Il nero: non saper rimanere, non saper non tornare

Ho impostato la mia vita sulla fuga.

Il non riuscire a gestire una qualsiasi situazione nella sua interezza, l'incapacità di dare continuità, coerenza, stabilità, finalità alle mie azioni, mi ha portato a nascondermi dietro (o dentro) un reiterato iterare (meravigliosa cacofonia), a disperdermi in continui spostamenti che apparentemente giusificassero la mia incostanza, la mia inconsistenza, la mia incapacità di esserci interamente, compiutamente e sensatamente (e spessatamente, cazzu cazzu iu iu).

Come se il partire desse una finalità alla mia inconcludenza. Un senso alla mia incompletezza.

Come se il non esserci fisicamente giustificasse il fatto di non esserci anche quando ci sono.

Mi costringo al movimento perché so che l'inerzia mi uccide. Ma adesso ho capito che anche il mio movimento è inerziale.
Non è un moto finalizzato, è un moto ridondante che non mi porta da nessuna parte.

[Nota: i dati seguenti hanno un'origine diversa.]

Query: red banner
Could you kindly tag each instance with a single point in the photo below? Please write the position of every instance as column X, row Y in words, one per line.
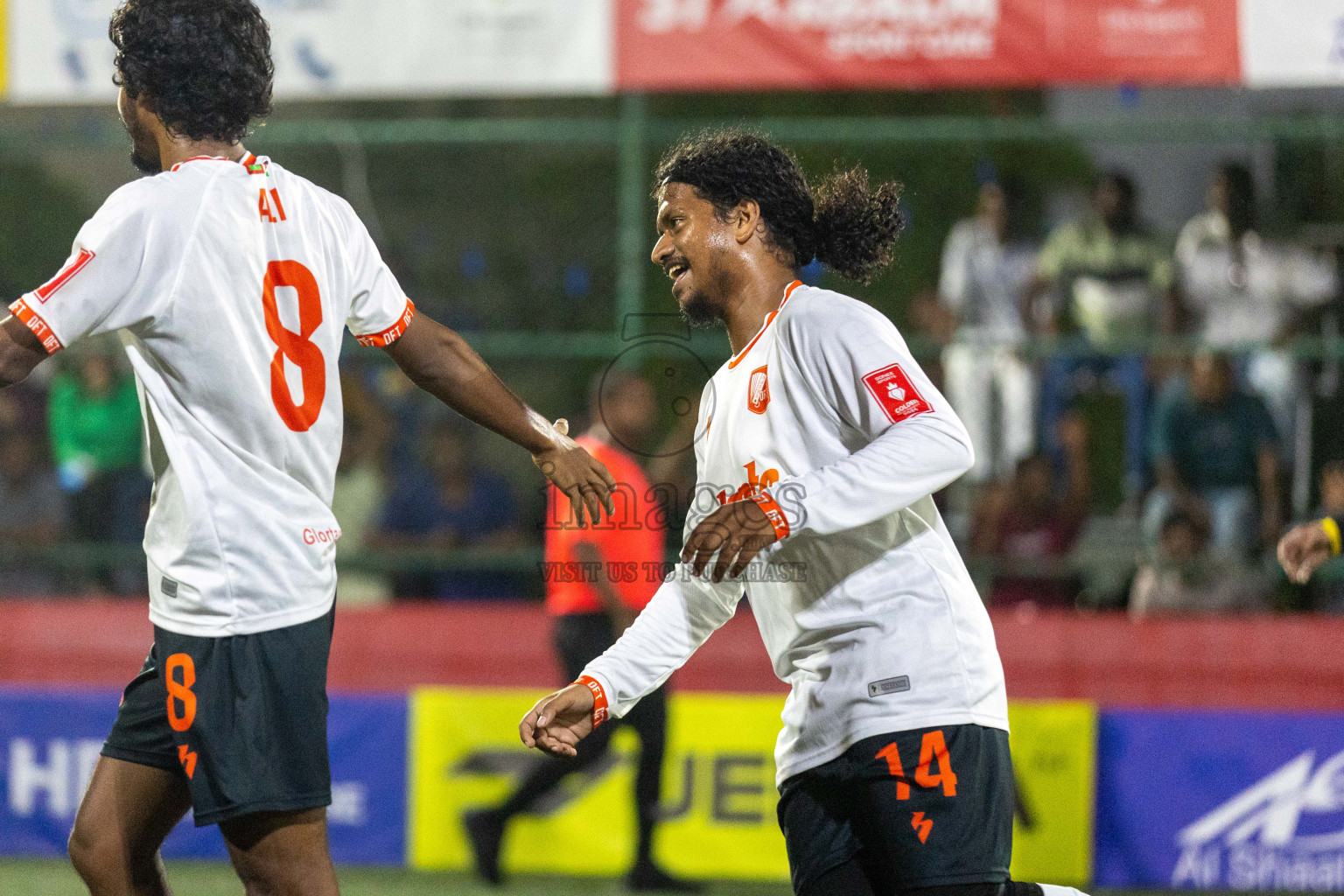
column 745, row 45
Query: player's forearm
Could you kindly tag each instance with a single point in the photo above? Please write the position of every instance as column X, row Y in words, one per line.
column 441, row 363
column 900, row 466
column 679, row 618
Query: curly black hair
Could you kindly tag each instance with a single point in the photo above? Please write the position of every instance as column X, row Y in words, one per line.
column 206, row 63
column 843, row 222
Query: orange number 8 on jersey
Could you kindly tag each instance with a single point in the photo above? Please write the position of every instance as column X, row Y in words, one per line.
column 180, row 690
column 296, row 346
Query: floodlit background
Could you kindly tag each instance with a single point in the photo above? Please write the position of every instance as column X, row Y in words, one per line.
column 1123, row 266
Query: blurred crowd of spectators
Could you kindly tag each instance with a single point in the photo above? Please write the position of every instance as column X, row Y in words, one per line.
column 1108, row 472
column 1181, row 454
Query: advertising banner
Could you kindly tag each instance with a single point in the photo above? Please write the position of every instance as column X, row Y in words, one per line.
column 1054, row 755
column 741, row 45
column 1221, row 801
column 719, row 797
column 1304, row 47
column 718, row 788
column 348, row 47
column 50, row 743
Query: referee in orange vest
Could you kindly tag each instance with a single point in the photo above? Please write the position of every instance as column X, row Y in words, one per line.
column 598, row 580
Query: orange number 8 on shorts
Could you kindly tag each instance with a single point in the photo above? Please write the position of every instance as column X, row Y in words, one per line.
column 180, row 690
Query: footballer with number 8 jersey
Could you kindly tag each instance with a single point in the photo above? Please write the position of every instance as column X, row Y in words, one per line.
column 231, row 283
column 822, row 444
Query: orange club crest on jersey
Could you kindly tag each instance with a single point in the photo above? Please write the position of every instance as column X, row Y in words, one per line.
column 759, row 389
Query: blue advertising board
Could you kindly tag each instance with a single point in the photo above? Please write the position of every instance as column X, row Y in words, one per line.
column 1208, row 800
column 50, row 742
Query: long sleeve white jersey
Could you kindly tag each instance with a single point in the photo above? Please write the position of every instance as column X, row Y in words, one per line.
column 231, row 285
column 865, row 606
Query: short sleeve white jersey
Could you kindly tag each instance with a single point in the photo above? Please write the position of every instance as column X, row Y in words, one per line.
column 863, row 604
column 231, row 285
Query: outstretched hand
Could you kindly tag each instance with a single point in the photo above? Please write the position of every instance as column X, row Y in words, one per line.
column 738, row 531
column 574, row 472
column 1303, row 551
column 559, row 722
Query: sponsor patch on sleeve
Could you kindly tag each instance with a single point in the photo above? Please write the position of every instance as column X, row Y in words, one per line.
column 897, row 396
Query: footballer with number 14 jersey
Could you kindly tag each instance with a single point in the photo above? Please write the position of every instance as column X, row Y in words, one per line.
column 822, row 442
column 231, row 283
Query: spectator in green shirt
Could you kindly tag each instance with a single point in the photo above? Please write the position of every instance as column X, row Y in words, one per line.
column 97, row 442
column 1215, row 449
column 1113, row 285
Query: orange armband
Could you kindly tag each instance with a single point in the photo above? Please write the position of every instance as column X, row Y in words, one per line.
column 774, row 514
column 599, row 710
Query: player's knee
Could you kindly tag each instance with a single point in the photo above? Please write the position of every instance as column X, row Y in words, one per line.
column 89, row 853
column 102, row 865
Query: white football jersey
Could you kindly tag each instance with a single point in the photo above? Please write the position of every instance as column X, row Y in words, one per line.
column 231, row 285
column 864, row 606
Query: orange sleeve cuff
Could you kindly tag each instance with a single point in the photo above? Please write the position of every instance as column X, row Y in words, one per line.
column 391, row 333
column 39, row 328
column 599, row 707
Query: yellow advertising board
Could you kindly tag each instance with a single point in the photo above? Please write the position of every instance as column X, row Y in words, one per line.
column 1054, row 757
column 718, row 792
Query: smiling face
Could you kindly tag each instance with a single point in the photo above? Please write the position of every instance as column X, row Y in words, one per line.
column 694, row 248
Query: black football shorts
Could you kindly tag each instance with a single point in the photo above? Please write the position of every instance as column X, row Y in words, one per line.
column 915, row 808
column 242, row 719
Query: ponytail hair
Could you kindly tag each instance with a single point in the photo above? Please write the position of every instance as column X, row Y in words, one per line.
column 844, row 222
column 857, row 225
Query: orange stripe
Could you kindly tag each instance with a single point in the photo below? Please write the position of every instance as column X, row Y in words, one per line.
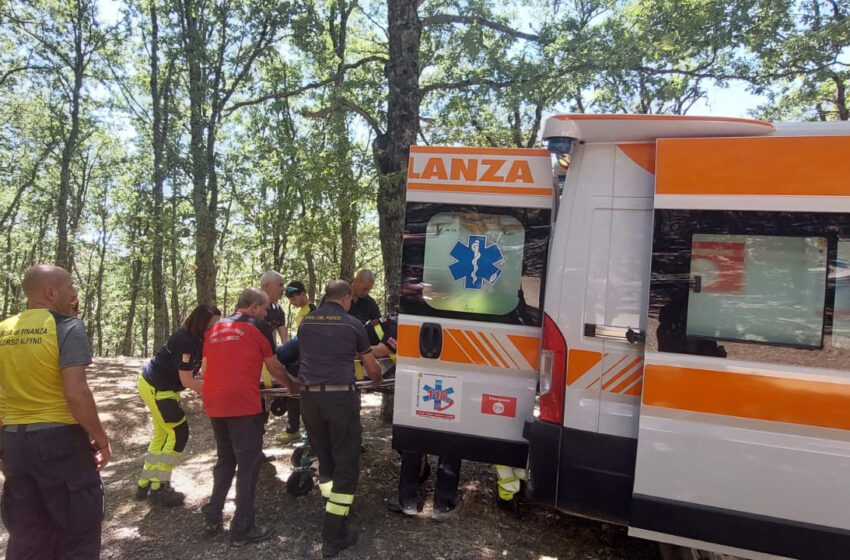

Muoversi per non stare fermi. Immobilità nel movimento. O forse solo apparenza di movimento, se quando torno le cose sono rimaste come prima.

Perché il punto è che non solo non riesco a non partire.

Il punto è che non riesco a non tornare.

Mi sforzo di considerare la mia continua ricerca del movimento come qualcosa di costruttivo.
Mi ritrovo spesso a contemplare con sufficienza chi, tra quelli che conosco, non riesce a muoversi in nessuna direzione e resta ancorato con testarda determinazione al suo comodo cantuccio di realtà casalinga: gente che la vita la vive agli arresti domiciliari.

Ma almeno sono onesti con sé stessi.

Io invece, parto, scappo, mi sottraggo. Ma poi torno. E quando torno, cosa mi distingue da loro?
Un'assenza. Come se fossi rimasto a casa malato.

Si può camminare diretti verso qualcosa, o si può camminare solo per camminare.
Io non so dove sono diretto.

Forse perché ho sempre camminato con lo sguardo rivolto dietro di me.

1 commento:

Unknown ha detto...

Partire, perchè ogni partenza è una potenziale realtà diversa che si schiude. Partire, perchè la routine a volte ti schiaccia. Tornare, perchè poi ti rendi conto che, anche se non hai ben chiaro il concetto di appartenza a un posto, o lo rifiuti, la tua storia è intrecciata nelle vie e nelle persone che frequenti da quando sei bambino. E l'intreccio ti ancora a casa. Bisognerebbe trovare il modo di spezzare la tela che la storia persoanle ti tesse intorno, chiudendoti in un bozzolo che è il diventa il TUO bozzolo.